Sources: GM Danny Ferry's reference to Luol Deng's African heritage initiated Hawks investigation

The Vertical
Yahoo Sports
Hawks GM Danny Ferry referred to free agent Luol Deng as having "some African in him" on an organizational conference call, sources told Yahoo Sports. (AP)

Danny Ferry

Hawks GM Danny Ferry referred to free agent Luol Deng as having "some African in him" on an organizational conference call, sources told Yahoo Sports. (AP)

The trigger of events that led to the toppling of Atlanta Hawks owner Bruce Levenson began with general manager Danny Ferry referring to free agent Luol Deng as having "some African in him" on an organizational conference call, league sources with direct knowledge of the probe told Yahoo Sports.

"He's still a young guy overall," Ferry said, league sources with direct knowledge of the probe told Yahoo. “He's a good guy overall. But he's not perfect. He's got some African in him. And I don't say that in a bad way."
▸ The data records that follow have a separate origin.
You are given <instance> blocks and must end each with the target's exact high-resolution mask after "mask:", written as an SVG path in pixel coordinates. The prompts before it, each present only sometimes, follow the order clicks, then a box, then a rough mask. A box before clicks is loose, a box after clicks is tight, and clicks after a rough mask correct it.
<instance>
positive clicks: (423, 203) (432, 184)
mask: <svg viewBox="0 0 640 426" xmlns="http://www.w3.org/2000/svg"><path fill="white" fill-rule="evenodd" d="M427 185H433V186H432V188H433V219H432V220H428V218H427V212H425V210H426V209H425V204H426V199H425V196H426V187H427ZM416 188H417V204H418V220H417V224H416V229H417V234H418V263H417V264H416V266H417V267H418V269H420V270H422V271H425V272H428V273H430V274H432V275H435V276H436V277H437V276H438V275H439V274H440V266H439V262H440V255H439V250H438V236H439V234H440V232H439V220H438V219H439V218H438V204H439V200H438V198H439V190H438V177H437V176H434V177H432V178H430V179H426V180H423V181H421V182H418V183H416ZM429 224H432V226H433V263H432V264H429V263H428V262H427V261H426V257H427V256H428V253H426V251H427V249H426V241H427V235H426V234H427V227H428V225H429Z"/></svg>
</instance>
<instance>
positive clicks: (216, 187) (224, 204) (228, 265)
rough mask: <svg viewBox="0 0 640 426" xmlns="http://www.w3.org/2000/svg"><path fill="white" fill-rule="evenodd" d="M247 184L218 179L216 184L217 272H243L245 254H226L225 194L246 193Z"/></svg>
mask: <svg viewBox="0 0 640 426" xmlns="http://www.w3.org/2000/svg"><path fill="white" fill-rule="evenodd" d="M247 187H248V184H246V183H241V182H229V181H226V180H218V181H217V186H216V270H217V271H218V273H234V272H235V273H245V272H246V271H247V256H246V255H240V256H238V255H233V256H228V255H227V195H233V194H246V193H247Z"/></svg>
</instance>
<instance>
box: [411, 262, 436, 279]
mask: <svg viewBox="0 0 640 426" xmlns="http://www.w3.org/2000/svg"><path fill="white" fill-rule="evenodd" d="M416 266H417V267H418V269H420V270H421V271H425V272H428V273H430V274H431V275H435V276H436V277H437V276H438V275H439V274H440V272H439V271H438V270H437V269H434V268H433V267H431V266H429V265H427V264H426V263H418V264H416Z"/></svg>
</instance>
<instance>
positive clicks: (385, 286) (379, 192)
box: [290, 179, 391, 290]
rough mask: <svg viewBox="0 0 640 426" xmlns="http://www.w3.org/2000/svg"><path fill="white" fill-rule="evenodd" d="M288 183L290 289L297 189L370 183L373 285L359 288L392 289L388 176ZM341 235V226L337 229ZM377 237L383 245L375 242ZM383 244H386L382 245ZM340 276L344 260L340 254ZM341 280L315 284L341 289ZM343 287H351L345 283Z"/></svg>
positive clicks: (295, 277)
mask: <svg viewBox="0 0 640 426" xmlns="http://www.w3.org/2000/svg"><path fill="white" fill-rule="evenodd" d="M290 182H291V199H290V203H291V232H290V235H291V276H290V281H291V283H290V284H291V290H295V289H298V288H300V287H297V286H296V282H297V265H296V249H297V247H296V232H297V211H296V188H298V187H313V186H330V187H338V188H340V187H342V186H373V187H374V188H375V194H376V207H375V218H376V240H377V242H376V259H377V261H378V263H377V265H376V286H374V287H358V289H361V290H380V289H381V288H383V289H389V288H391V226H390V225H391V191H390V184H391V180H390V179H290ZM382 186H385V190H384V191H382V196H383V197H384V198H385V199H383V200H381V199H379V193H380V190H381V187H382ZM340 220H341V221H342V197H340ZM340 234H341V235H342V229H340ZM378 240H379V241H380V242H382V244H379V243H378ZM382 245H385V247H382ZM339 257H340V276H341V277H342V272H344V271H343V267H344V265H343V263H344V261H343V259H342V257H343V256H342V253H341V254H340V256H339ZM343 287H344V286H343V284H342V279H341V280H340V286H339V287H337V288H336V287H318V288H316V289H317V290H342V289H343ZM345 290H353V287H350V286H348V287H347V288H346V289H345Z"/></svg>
Luol Deng, considered one of the highest character players in the NBA, was born in the Sudan.
Luol Deng, considered one of the highest character players in the NBA, was born in the Sudan.

Deng, considered one of the highest-character players in the NBA, was born in the Sudan.

The call with the ownership group had been set up to inform them of free-agent options on the market in July.

Ferry met with the Hawks coaches and players on Sunday and disclosed those comments with an apology, sources told Yahoo Sports.

Ferry reached out to Deng and Deng's agent, Ron Shade, on Monday, Shade told Yahoo Sports. Ferry hadn't yet spoken to Deng, but he did talk to Shade, a Chicago-based agent. "I have no reaction, but we've spoken," Shade told Yahoo.

Ferry was on the phone with seven Hawks owners and was reading off a report in which the information, Ferry said, had been gathered through a network of scouts, officials, players, coaches and others around basketball.

Hawks CEO Steve Koonin told the Atlanta Journal-Constitution that Ferry had received an undisclosed punishment, but would remain as GM.

The disparaging racial reference to Deng triggered at least one team owner on the call to pursue an independent investigation into how the organization operated in regard to race. The search uncovered the 2012 email that Levenson sent to Ferry and two minority owners that ultimately led to Levenson's decision, under pressure, to sell his stake in the Hawks.

NBA commissioner Adam Silver met with a senior committee of owners late last week in New York, and league investigators outlined the findings on the probe in Atlanta, sources told Yahoo Sports. The NBA and Hawks officials helped convince Levenson to sell his majority share of the Hawks.

Ferry and Deng both played basketball at Duke University. Deng signed a free-agent deal with the Miami Heat this offseason. Atlanta did discuss a deal with him, but hadn't come close to meeting his contractual demands.

Atlanta hired Ferry as its general manager in 2012. He had served as an assistant GM twice in San Antonio, and was the GM of the Cleveland Cavaliers for five years. There had never previously been a suggestion that he had been insensitive or intolerant on issues of race.